如何在OpenMP中使用孤立的for循环? [英] how to use orphaned for loop in OpenMP?

查看:111
本文介绍了如何在OpenMP中使用孤立的for循环?的处理方法,对大家解决问题具有一定的参考价值,需要的朋友们下面随着小编来一起学习吧!

问题描述

已解决:请参见下面的编辑2

我正在尝试并行化对矩阵做一些运算的算法(为简单起见,我们称其为模糊).完成此操作后,它将在旧矩阵和新矩阵之间找到最大的变化(以每个元素为基础,新旧矩阵之间的绝对差的最大值).如果此最大差异超出某个阈值,则对矩阵运算进行另一次迭代.

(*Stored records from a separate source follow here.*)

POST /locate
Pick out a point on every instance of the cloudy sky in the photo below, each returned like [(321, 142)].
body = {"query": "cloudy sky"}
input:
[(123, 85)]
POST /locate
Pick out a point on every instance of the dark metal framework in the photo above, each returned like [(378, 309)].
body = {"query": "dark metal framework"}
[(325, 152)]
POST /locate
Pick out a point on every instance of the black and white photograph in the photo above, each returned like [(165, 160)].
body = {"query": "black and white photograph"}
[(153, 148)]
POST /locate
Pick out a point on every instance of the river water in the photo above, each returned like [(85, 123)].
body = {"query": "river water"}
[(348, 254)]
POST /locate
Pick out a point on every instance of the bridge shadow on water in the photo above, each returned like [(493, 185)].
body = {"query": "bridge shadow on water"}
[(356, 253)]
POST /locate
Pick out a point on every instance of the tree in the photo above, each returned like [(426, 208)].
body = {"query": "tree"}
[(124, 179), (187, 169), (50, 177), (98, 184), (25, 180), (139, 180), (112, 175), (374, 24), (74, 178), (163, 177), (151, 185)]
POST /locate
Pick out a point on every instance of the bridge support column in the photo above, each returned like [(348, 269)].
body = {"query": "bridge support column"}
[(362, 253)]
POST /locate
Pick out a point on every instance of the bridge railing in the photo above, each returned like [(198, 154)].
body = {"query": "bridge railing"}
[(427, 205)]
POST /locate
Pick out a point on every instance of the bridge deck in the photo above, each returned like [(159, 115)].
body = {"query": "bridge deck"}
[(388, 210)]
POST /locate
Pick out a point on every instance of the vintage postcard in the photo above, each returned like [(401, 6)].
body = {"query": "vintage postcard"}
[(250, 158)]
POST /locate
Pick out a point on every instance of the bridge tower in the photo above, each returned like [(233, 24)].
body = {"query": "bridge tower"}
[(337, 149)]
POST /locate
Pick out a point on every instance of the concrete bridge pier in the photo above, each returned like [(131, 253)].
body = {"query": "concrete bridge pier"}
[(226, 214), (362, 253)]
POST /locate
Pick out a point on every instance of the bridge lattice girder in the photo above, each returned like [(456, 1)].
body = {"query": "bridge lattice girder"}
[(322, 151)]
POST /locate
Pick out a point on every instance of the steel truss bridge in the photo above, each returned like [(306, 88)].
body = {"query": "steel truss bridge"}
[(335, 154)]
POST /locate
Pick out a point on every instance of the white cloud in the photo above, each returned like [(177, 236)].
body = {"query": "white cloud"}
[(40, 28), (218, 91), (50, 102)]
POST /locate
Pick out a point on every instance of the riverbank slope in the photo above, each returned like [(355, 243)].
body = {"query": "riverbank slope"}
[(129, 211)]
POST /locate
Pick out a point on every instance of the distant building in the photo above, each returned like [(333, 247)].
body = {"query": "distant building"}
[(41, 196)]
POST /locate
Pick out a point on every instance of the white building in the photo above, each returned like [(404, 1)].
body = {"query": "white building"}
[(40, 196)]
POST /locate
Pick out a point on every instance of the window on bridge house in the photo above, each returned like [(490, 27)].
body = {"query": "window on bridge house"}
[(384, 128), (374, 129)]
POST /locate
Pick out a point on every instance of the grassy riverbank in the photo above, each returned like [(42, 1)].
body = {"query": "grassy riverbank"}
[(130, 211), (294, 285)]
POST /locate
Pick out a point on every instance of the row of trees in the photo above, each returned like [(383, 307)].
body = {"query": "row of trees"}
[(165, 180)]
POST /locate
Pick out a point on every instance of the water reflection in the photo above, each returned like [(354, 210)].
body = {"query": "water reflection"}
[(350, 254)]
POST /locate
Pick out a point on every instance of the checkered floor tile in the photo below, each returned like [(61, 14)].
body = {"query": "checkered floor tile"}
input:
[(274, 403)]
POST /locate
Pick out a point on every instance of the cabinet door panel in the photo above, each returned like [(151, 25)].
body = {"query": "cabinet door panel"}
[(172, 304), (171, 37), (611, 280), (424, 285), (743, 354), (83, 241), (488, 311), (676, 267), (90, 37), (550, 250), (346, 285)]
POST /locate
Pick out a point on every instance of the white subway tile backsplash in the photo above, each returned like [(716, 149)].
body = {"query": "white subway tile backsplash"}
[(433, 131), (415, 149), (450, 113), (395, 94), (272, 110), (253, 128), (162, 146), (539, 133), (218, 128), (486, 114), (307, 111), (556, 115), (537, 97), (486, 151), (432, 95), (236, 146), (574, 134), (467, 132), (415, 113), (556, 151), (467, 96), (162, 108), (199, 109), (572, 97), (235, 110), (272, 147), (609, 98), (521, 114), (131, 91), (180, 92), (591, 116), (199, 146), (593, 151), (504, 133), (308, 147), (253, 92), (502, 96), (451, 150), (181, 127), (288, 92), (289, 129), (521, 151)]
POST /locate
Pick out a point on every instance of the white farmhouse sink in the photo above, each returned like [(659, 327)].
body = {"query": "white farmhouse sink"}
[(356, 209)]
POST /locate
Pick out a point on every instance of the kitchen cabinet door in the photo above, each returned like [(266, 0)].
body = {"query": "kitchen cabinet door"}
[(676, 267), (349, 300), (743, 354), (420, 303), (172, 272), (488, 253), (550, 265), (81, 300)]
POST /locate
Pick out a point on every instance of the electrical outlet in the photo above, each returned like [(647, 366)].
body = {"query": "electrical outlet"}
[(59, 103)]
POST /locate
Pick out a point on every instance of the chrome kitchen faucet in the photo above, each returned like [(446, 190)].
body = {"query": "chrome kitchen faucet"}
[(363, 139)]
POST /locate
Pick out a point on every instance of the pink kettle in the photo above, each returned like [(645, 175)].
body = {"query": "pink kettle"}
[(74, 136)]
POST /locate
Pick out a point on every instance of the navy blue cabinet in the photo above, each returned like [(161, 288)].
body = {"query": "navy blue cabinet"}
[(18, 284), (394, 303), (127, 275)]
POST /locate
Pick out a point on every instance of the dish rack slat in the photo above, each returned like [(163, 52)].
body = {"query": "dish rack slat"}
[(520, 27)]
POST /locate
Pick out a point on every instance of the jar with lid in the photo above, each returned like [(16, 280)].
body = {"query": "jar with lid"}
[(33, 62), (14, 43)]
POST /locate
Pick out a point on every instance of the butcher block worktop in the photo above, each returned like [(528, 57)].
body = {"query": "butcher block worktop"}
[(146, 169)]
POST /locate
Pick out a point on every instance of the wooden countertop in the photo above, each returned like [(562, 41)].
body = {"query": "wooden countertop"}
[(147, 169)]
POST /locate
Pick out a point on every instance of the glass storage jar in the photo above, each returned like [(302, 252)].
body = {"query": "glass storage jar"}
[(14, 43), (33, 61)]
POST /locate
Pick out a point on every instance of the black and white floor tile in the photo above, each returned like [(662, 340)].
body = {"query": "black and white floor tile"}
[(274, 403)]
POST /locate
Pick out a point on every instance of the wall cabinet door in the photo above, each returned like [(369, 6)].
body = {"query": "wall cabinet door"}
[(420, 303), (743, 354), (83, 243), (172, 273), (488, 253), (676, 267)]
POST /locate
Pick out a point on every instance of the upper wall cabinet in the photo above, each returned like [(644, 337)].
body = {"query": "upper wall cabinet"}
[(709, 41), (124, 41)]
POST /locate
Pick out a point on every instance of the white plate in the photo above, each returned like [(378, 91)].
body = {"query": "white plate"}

I am trying to parallelise an algorithm which does some operation on a matrix (lets call it blurring for simplicity sake). Once this operation has been done, it finds the biggest change between the old and new matrix (max of absolute difference between old and new matrix on a per element basis). If this maximum difference is above some threshold, then do another iteration of the matrix operation.

所以我的主程序具有以下循环:

So my main program has the following loop:

converged = 0;
for( i = 1; i <= iteration_limit; i++ ){
    max_diff = update( &data_grid );

    if( max_diff < tol ) {
        converged = 1;
        break;
    }
}

然后

update( &data_grid )调用模糊算法的实际实现.然后模糊算法在矩阵上进行迭代,正是我要并行化的循环:

update( &data_grid ) then calls the actual implementation of the blurring algorithm. The blurring algorithm then iterates over the matrix, it is this loop that I am trying to parallelise:

for( i = 0; i < width; i++ ) {
    for( j = 0; j <= height; j++ ) {
        g->data[ update ][ i ][ j ] = 
        ONE_QUARTER * ( 
                     g->data[ update ][ i + 1 ][ j     ] +
                     g->data[ update ][ i - 1 ][ j     ] +
                     g->data[ update ][ i     ][ j + 1 ] +
                     g->data[ update ][ i     ][ j - 1 ] +
                     );
        diff = fabs( g->data[ old ][ i ][ j ] - g->data[ update ][ i ][ j ] );
        maxdiff = maxdiff > diff ? maxdiff : diff;
    }
}

我可以在update(&data_grid)内保留一个并行区域,但这意味着在每次迭代中都会创建和销毁线程,这是我想避免的.:

I could just stick a parallel region inside update(&data_grid) but that would mean threads would be created and destroyed on each iteration which I am trying to avoid.:

#pragma omp parallel for private(i, j, diff, maxdg) shared(width, height, update, g, dg, chunksize) default(none) schedule(static, chunksize)

我有2个网格副本,并在每次迭代中通过在01之间切换oldupdate来将新答案写在另一个"中.

I have 2 copies of the grid and write the new answer in the "other one" on every iteration by switching old and update between 0 and 1.

因此,按照乔纳森·杜尔西(Jonathan Dursi)的建议,我为循环创建了一个孤立的omp,但由于某些原因,似乎无法在线程之间找到最大值...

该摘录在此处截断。